My notes on the program:

  • Lines 1-7: C++ standard libraries included for various purposes
  • Lines 9-20: definition of the "point" class: in the "main" program, the class is instantiated to create a new "point" object $p$, which has members called $x$ and $y$. Since these members are declared using the "private" keyword in the class definition, the "main" program cannot access them directly. Instead, it will populate their values using the constructor (e.g. when they are initiated with 0's in the variable declaration in line 43) or the "assign_vals" function (in line 51). The "len" function returns a number representing the "radius", $\sqrt{x^2+y^2}$, of the point.
  • Lines 22-28: "seed" the random number generator using the current clock time, which ensures we will get different random numbers each time we run the program. I also define the "rand_num()" function to generate random numbers from the uniform distribution on $[-1,1] \times [-1,1]$.

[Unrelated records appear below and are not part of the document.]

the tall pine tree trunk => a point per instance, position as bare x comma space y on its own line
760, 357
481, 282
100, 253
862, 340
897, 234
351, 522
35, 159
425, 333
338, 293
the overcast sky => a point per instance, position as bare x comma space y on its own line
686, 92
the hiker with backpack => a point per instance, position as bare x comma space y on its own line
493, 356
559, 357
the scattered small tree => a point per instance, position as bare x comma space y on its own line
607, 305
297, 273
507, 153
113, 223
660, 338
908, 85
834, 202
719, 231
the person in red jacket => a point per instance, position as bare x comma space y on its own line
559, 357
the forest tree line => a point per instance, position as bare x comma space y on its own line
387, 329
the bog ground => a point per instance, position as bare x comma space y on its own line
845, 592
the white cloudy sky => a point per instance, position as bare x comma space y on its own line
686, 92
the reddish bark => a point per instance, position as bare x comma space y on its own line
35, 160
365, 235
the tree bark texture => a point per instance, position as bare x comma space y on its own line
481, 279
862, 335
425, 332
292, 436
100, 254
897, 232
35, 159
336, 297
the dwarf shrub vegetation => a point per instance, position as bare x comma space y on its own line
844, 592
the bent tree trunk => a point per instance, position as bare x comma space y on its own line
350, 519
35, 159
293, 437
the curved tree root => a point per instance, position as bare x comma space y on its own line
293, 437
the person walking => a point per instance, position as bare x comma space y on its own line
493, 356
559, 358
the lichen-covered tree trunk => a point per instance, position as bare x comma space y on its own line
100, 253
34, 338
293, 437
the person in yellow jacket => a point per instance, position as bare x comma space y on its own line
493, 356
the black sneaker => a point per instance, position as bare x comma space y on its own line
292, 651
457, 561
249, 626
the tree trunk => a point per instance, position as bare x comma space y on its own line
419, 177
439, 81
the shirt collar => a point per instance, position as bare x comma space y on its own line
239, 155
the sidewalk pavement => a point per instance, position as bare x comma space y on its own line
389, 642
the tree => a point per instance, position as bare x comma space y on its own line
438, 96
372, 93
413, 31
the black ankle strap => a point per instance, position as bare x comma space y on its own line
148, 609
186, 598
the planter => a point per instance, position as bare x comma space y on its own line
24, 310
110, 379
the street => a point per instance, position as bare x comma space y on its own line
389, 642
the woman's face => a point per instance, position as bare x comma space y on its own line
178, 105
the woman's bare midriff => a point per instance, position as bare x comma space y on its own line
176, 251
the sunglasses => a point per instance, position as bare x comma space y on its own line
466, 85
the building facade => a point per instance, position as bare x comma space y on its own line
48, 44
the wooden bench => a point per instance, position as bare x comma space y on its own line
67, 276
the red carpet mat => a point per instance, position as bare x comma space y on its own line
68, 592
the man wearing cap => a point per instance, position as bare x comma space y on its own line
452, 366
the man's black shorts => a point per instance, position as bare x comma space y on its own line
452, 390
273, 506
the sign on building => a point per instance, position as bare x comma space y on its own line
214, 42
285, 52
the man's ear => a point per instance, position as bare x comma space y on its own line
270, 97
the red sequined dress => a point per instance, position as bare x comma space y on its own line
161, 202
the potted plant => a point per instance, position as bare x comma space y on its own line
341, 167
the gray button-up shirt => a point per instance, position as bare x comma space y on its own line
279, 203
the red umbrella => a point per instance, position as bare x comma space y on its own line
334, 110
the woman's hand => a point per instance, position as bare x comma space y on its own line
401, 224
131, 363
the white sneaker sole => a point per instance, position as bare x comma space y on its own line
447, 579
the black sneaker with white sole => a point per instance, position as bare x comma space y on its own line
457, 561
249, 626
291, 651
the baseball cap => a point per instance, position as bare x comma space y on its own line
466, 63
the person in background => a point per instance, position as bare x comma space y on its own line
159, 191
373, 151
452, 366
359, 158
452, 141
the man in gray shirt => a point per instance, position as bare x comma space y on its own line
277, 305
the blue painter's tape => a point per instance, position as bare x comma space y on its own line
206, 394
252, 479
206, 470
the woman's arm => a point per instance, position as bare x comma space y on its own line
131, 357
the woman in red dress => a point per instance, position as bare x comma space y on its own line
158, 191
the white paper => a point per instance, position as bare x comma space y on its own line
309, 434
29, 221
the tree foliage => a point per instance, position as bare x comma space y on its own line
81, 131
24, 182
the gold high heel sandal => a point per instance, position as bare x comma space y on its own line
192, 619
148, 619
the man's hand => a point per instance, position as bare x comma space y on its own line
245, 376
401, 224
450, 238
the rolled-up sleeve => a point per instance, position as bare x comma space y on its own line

  • "main" program, lines 37-43: variable declarations
  • "main" program, lines 48-66: looping from $j=1$ to $N$, populate the point $p$ with random values of $x$ and $y$, and if the radius $r<1$, populate the $j$-th entry of the "results" vector with a 1. If $r \geq 1$, then "results[j]" is populated with a 0 instead.
  • "main" program, line 69: the $\pi$ approximation is calculated as 4 times the sum of the "results" vector (i.e. the number of "successes") divided by $N$. Since both $N$ and "sum" are integer variables, "static_cast<double>" is included to ensure that the quotient is calculated as a decimal number rather than being rounded off to the nearest integer.
Any questions or constructive criticism on the code is more than welcome in the Comments section- I am fairly new to C++, so some of the above may be unconventional. Note that it is certainly possible to write the same simulation without using classes, but I did it this way to experiment a bit as a learning exercise for myself.

That will do it for this post. Thanks for reading, and thanks to "Anonymous" for the great Reader Request.